Kurz danach war es soweit. Hornek rief Punkt zwei der Tagesordnung auf, erhob sich und nahm in den Zuschauerreihen Platz. Und ihm folgte das gesamte Gremium bis auf Christoph Berroth, Erich Drexler und Martin Wolf. Berroth nahm in seiner Funktion als zweiter stellvertretender Bürgermeister Platz auf dem Chefsessel und erklärte frank und frei: „Ich habe zwar auch Eigentum in dem Gebiet, aber ich sehe es nicht ein, dass ich mich ausschalten lasse. Es ist für mich kein rechtsstaatliches Vorgehen, ein Schutzgebiet über den gesamten Ort auszubreiten.“ Auch die Konsequenz, dass die Stellungnahme der Gemeinde von einem Fremden erstellt werden muss, ärgerte Berroth. Er hätte sich gefreut, wenn noch ein vierter Rat sich für nicht befangen erklärt hätte, dann wäre seiner Ansicht nach eine Beratung des Punktes möglich gewesen. So aber sagten Drexler und Wolf nur kurz, sie fühlten sich trotz Wohneigentums nicht befangen. Dann war das Thema beendet. Vorerst.

Info
Bestellung eines Beauftragten

Die Bestellung eines Beauftragten ist die „Ultima Ratio“, die das Gesetz im Paragraf 37 Absatz 4 der Gemeindeordnung vorsieht. Sie tritt dann ein, wenn der gesamte Gemeinderat samt Bürgermeister befangen ist und somit niemand mehr da ist, der die Gemeinde nach außen vertreten kann.

Peter Zaar, Erster Landesbeamter im Landratsamt Rems-Murr, bezeichnet es als sehr selten, dass diese Regelung nötig ist, „im Rems-Murr-Kreis wäre dies das erste Mal“. Zaar erklärt jedoch weiter: „Dass es eine solche Regelung gibt, heißt aber auch, dass solche Situationen möglich sind.“

Bürgermeister Frank Hornek konnte ebenso wie Peter Zaar nichts genaueres zum weiteren Prozedere sagen. Hornek: „Die können Hinz und Kunz schicken, das kann auch ein Mitarbeiter vom Landratsamt sein.“ Dies jedoch würde Hornek nicht gut heißen. Es könne nicht sein, dass ein Mitarbeiter des Landratsamtes die Stellungnahme einer Gemeinde gegenüber dem Landratsamt erstellt.

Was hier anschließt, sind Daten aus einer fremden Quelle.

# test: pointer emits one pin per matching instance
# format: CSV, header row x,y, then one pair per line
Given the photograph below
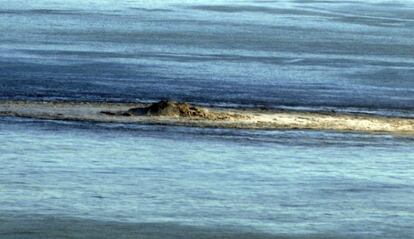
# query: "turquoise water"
x,y
83,180
277,182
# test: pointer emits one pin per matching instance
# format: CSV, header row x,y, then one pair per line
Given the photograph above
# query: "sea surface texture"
x,y
89,180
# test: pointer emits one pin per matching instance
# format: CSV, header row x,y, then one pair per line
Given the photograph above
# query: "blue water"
x,y
88,180
341,54
278,182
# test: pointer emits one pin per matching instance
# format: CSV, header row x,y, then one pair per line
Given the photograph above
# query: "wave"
x,y
57,226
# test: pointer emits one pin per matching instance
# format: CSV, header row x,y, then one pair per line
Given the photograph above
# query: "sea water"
x,y
280,182
88,180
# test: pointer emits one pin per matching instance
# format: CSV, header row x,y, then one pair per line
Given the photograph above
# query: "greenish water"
x,y
277,182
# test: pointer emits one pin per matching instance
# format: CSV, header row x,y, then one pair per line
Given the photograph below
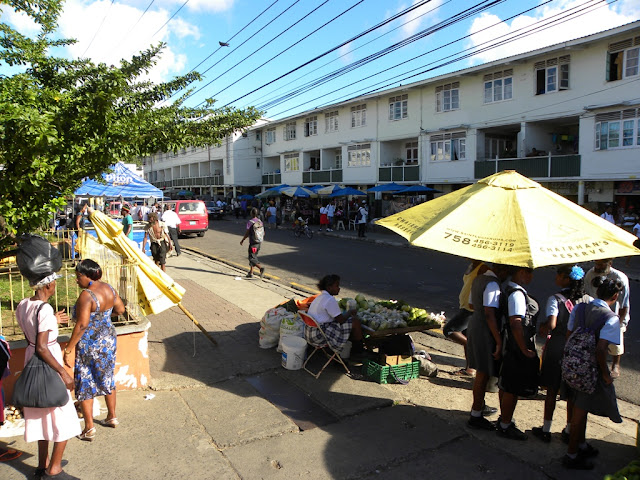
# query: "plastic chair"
x,y
332,355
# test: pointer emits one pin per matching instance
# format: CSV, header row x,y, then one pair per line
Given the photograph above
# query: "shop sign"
x,y
628,187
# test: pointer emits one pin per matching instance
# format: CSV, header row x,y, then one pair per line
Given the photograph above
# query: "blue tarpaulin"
x,y
120,182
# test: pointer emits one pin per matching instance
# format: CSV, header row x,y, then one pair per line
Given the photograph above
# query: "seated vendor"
x,y
337,326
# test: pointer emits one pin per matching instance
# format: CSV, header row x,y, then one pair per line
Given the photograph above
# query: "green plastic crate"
x,y
385,373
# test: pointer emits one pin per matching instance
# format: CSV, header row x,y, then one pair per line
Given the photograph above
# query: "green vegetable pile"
x,y
630,472
390,314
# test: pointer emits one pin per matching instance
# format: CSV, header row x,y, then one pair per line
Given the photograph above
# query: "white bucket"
x,y
346,350
293,350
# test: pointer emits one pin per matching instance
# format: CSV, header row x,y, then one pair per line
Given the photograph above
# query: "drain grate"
x,y
291,401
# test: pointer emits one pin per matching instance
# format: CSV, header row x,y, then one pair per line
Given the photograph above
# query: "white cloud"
x,y
418,18
121,37
597,20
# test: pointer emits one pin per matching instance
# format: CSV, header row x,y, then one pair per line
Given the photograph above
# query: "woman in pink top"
x,y
46,425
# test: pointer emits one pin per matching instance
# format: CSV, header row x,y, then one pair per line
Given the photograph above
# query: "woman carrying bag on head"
x,y
56,424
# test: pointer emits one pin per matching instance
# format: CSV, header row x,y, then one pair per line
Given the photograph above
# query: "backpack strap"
x,y
565,301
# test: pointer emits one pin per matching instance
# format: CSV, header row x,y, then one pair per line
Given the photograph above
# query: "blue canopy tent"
x,y
121,182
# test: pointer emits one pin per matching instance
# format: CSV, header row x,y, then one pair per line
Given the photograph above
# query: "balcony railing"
x,y
333,175
272,179
535,167
402,173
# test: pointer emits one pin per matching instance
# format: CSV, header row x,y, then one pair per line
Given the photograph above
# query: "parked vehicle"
x,y
214,210
193,216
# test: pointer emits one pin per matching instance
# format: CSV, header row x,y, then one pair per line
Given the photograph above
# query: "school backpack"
x,y
579,365
257,231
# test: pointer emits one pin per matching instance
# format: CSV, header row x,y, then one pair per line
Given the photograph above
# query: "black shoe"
x,y
578,463
588,452
487,411
480,423
511,432
541,434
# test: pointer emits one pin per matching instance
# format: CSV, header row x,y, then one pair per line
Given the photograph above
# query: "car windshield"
x,y
192,207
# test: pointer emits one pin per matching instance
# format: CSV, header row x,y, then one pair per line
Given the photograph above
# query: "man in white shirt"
x,y
362,223
602,268
172,221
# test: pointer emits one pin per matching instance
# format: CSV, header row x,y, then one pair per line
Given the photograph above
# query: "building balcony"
x,y
551,166
271,178
399,173
333,175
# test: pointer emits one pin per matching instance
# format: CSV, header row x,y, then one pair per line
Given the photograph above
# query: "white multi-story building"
x,y
567,116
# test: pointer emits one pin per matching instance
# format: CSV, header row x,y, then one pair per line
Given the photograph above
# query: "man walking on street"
x,y
602,268
172,221
255,232
361,219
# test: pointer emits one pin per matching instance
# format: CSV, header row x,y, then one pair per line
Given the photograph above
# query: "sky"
x,y
350,47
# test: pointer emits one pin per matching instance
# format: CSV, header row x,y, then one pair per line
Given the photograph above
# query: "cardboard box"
x,y
396,359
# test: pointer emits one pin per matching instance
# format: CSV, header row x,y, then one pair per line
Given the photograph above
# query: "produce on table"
x,y
390,314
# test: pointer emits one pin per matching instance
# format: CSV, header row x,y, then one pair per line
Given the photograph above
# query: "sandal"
x,y
88,435
8,454
111,422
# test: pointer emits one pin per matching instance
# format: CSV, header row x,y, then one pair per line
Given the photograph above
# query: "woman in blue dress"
x,y
94,341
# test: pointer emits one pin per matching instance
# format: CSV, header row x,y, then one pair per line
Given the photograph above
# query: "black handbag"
x,y
39,385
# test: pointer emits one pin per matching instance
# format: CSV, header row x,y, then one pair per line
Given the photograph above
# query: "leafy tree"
x,y
62,120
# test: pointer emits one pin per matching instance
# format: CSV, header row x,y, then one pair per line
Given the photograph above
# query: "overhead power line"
x,y
261,47
99,27
542,25
362,34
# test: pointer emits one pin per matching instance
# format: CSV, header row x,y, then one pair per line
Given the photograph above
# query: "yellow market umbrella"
x,y
510,219
157,291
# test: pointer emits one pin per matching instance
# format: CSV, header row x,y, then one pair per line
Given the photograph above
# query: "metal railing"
x,y
332,175
117,272
549,166
402,173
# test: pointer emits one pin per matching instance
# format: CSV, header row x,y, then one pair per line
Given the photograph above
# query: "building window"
x,y
331,122
448,146
498,86
310,126
552,75
291,162
359,115
290,131
622,59
411,149
398,107
620,129
270,136
359,155
448,97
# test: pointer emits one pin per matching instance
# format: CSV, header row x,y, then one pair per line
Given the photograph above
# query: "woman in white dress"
x,y
56,424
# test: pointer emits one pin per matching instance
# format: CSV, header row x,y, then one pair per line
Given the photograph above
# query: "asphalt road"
x,y
423,278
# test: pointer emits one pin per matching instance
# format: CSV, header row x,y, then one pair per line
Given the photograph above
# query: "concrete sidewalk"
x,y
219,410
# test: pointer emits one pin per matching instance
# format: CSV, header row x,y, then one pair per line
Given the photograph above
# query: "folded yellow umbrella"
x,y
507,218
157,291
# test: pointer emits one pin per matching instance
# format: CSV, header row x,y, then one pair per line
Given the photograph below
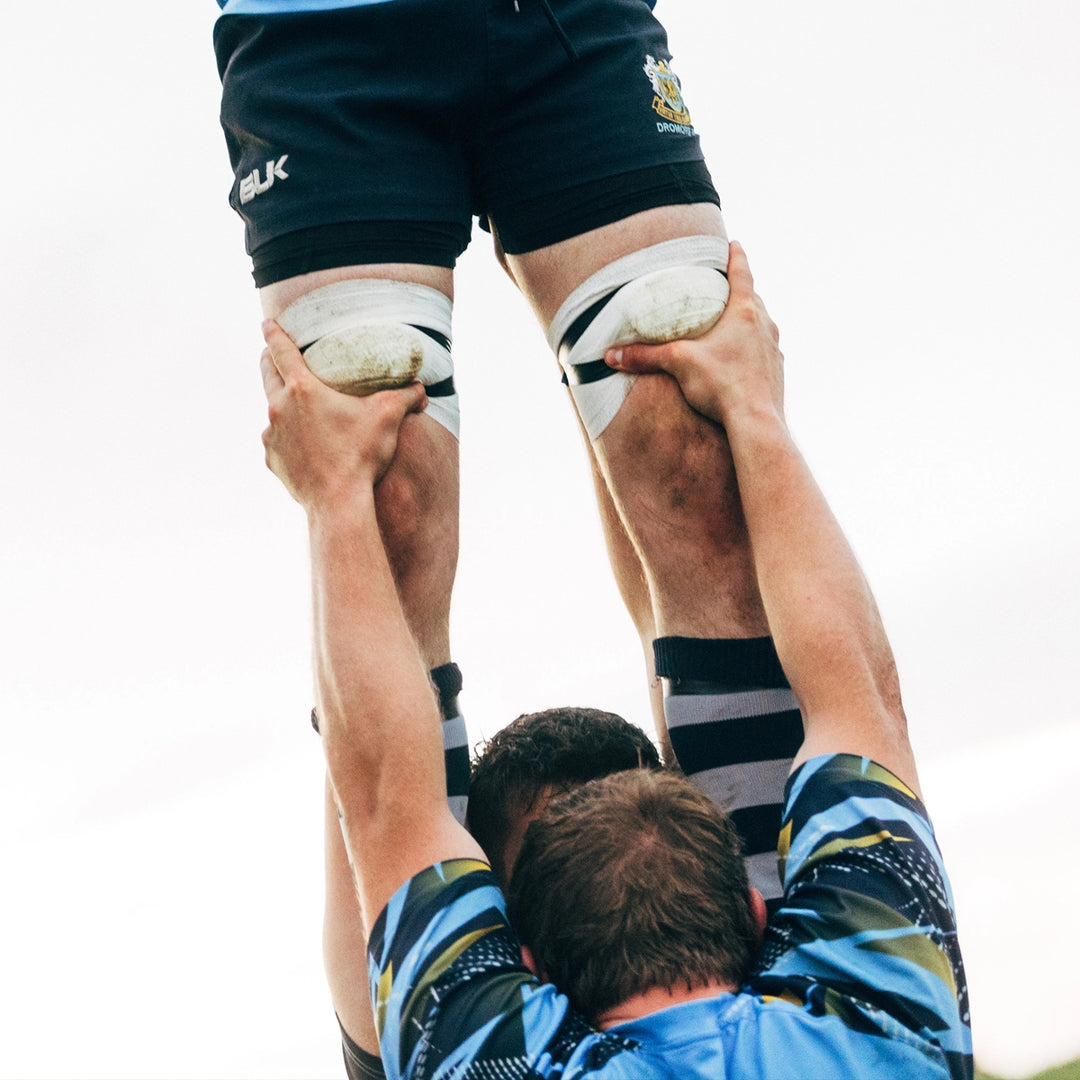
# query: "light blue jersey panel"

Bislang gab es in Kirchberg nur die Wasserschutzzonen I und II. Zone I umfasst nur eine kleine Fläche rund um den Tiefbrunnen, sie bleibt unverändert. Zone II wird deutlich ausgeweitet, künftig fallen auch etwa zwei Dutzend Gebäude im Bereich Garten- und August-Lämmle-Straße in diesen Bereich. Die Zone III wird erstmals ausgewiesen und umfasst 80 Prozent des Ortes.

In den Schutzgebieten gelten unter anderem erhöhte Anforderungen an die Abwasserleitungen. In Zone II müssen sie doppelwandig sein, jährlich mit Kameras befahren und fünfjährlich unter Druck geprüft werden. In der Zone III können die Leitungen auch einwandig sein, müssen aber fünfjährlich einer Druckprüfung unterzogen werden. Es besteht Bestandsschutz.